Below are several recommendations and warnings that we feel are worth highlighting.
GitHub & Colab
- It’s extremely useful to link GitHub and colab (using the latter in a browser where you are signed into GitHub), following these instructions. You can install the “open in colab” GitHub extension, which allows you to open notebooks directly from the GitHub user interface.
File Transfer
- There are many ways to get data in and out of google colab. We strongly recommend that students use a solution that can be scripted (e.g. linking to google drive in the notebook code) instead of solutions that require manual input (e.g. uploading data from your local computer) More information can be found here.
GPU Use
-
Using a GPU on colab should be as simple as turning on the GPU in your notebook settings and running your keras/tensorflow code.

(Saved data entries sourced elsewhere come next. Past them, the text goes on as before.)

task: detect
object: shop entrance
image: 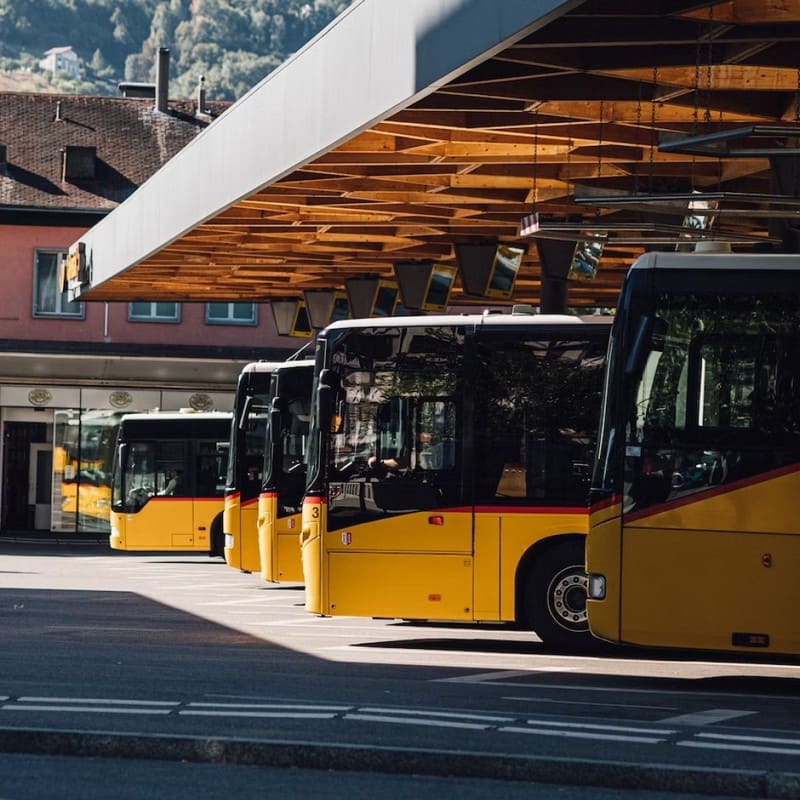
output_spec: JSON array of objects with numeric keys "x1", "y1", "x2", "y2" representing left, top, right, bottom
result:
[{"x1": 2, "y1": 421, "x2": 49, "y2": 532}]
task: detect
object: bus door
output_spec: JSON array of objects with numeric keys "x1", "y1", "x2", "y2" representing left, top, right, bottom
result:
[
  {"x1": 324, "y1": 391, "x2": 472, "y2": 621},
  {"x1": 472, "y1": 330, "x2": 604, "y2": 625},
  {"x1": 619, "y1": 317, "x2": 800, "y2": 652},
  {"x1": 192, "y1": 438, "x2": 225, "y2": 551}
]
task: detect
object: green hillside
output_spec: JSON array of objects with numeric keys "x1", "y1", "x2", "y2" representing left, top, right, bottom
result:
[{"x1": 0, "y1": 0, "x2": 351, "y2": 99}]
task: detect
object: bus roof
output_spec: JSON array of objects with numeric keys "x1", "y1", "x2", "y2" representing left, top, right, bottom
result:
[
  {"x1": 630, "y1": 252, "x2": 800, "y2": 272},
  {"x1": 119, "y1": 411, "x2": 232, "y2": 423},
  {"x1": 275, "y1": 358, "x2": 315, "y2": 372},
  {"x1": 321, "y1": 310, "x2": 609, "y2": 335},
  {"x1": 241, "y1": 361, "x2": 285, "y2": 374}
]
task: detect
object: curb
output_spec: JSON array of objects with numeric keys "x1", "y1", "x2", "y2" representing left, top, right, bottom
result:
[{"x1": 0, "y1": 727, "x2": 799, "y2": 797}]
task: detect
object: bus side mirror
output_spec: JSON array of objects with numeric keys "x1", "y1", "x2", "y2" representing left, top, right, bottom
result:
[
  {"x1": 239, "y1": 395, "x2": 253, "y2": 430},
  {"x1": 317, "y1": 369, "x2": 341, "y2": 434},
  {"x1": 269, "y1": 397, "x2": 282, "y2": 439}
]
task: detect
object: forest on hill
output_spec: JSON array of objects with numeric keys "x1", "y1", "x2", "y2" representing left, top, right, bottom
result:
[{"x1": 0, "y1": 0, "x2": 351, "y2": 99}]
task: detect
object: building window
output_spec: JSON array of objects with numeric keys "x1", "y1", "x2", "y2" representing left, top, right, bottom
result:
[
  {"x1": 205, "y1": 302, "x2": 257, "y2": 326},
  {"x1": 128, "y1": 302, "x2": 181, "y2": 322},
  {"x1": 33, "y1": 250, "x2": 84, "y2": 318}
]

If you do encounter issues or need to look into more advanced GPU settings, this page is a good starting point.
-
Colab’s free GPU is great but it takes some care to use it. There are two important caveats:
-
Free Colab notebooks are aggressively CPU constrained. Users need to watch out for CPU bottlenecks and creatively work around them. Techniques such as using smaller batch sizes, caching pre-processed data, moving processing steps to GPU, etc. can be very helpful.
-
Colab notebooks are also aggressively time constrained. The kernels are pruned based on activity in obscure and inconsistent ways. It's possible to manage this but very valuable to be aware of in advance.
-
-
The best way to approach the second problem (and an important approach to cloud computing in general) is to set up your system so that it can be interrupted and pick up gracefully at any moment. For example, you might use google drive to store a log of neural network training progress as well as weights for each epoch. You can write your script/notebook so that it's able to check if training was in progress and then pick it back up in the middle. You can read the log, see if the most recent epoch < max_epochs, and if so, load the most recent weights, set the learning rate and other params accordingly, and then off to the races.